Britain could lose most of its traditional countryside in just a generation, the Council for the Protection of Rural England (CPRE) warned on 8 September. Apparently plans to build new homes threaten to concrete over the countryside.
The CPRE’s fears are shared by many. Not just the Daily Mail and the Tory shires, but Urban Taskforce chairman Richard Rogers and Guardianistas like Tristram Hunt and Ros Coward are up in arms about the threat to Britain’s countryside.
But is there really any danger of concreting over the countryside? The answer is no. Just do the maths.
Few people will believe it when you tell them, but only 12 per cent of the UK is built up, whereas fully three-quarters is farmland.

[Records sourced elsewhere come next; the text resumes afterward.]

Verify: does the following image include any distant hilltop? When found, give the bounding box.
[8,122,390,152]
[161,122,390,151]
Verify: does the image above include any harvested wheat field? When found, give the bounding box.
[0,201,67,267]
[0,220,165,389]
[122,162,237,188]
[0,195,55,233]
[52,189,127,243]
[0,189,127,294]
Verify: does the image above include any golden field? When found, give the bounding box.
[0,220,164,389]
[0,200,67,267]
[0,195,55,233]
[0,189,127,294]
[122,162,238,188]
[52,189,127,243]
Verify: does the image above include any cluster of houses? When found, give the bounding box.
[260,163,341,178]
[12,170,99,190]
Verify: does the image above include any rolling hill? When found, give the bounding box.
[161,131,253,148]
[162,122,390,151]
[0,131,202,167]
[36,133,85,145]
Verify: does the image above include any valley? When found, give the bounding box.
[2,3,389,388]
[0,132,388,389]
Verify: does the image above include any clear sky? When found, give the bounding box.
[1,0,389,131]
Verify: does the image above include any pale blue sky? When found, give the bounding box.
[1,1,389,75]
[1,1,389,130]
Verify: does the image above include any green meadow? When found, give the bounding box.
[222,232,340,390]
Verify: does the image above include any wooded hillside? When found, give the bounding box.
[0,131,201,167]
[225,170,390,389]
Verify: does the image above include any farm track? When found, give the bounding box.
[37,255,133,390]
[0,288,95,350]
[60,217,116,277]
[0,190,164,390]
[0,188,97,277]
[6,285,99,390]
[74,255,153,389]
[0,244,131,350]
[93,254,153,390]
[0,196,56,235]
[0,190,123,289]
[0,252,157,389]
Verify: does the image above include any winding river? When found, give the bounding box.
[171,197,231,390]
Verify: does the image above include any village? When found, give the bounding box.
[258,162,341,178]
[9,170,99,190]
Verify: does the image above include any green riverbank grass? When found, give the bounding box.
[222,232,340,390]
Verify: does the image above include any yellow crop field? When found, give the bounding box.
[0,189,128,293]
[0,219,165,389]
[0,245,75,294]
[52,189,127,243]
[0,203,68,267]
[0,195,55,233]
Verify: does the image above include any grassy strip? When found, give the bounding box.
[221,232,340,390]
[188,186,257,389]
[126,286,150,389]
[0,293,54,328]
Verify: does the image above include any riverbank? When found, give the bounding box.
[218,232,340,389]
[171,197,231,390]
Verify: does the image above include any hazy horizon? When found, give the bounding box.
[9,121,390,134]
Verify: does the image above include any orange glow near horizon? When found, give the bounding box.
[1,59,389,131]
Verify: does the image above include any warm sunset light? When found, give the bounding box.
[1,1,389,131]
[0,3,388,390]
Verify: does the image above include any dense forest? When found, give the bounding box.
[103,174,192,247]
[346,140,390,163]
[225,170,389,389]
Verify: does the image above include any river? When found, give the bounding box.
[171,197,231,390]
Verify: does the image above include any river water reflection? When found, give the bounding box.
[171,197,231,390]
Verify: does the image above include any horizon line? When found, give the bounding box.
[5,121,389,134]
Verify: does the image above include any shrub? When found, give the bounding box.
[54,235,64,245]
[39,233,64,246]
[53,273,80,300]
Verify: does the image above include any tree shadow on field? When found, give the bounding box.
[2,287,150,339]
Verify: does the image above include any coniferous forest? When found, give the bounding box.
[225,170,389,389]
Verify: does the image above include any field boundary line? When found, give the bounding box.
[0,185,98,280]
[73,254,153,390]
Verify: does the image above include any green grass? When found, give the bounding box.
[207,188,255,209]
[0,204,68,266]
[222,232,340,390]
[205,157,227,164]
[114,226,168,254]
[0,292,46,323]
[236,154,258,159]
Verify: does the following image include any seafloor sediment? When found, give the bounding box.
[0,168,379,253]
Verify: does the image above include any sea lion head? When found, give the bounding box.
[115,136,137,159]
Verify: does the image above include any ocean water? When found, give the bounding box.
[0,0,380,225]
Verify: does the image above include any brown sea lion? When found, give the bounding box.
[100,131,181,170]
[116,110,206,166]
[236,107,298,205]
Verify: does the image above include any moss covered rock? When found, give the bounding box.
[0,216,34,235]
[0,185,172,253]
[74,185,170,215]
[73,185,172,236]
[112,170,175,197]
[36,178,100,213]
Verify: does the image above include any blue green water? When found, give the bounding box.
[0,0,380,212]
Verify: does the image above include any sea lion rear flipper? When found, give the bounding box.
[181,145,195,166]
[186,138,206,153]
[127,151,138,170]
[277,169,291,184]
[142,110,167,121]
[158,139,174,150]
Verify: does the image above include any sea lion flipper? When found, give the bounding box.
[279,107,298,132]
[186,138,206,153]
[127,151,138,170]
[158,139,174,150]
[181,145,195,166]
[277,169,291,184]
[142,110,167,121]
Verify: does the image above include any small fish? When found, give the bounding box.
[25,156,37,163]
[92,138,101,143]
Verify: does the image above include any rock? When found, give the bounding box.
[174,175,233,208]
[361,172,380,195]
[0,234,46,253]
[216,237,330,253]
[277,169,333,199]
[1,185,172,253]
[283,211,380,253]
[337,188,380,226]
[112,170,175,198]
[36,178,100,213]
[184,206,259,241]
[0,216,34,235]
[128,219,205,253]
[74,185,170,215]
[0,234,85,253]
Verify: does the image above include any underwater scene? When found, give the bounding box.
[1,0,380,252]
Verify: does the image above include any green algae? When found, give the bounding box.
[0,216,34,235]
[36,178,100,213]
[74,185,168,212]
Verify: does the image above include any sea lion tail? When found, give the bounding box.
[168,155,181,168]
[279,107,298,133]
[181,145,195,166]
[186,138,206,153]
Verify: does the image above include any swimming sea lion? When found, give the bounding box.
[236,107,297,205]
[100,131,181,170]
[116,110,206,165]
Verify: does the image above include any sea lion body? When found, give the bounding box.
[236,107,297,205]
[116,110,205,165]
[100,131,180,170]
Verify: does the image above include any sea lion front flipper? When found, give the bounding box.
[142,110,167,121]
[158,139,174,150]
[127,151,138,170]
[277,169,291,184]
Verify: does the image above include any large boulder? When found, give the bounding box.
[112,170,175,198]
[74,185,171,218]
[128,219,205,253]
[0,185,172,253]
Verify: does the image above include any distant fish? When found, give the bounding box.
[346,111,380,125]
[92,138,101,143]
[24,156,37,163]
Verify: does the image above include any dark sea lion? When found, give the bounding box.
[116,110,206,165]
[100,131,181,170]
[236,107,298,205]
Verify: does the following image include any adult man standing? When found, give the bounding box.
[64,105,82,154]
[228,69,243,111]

The reason that they do not believe you is partly to do with the psychology of perception, and partly to do with deeply held fears. We perceive the UK as overwhelmingly a built-up country, because almost all of us live in built-up areas. The country that we move around in, nine-tenths of the time, is concreted over. But that does not mean that that is all there is. If you fly over England you will see that vast stretches of it are green: eighty-eight per cent of it, in fact.
More profoundly, the belief that concrete is swallowing up the countryside arises out of our social attitudes. The countryside stands for virgin nature, untouched by human hand (which is ironic, considering it is entirely the product of agricultural development). The town, by contrast, stands for the artificial. As the old saying goes: God made the country, man made the town.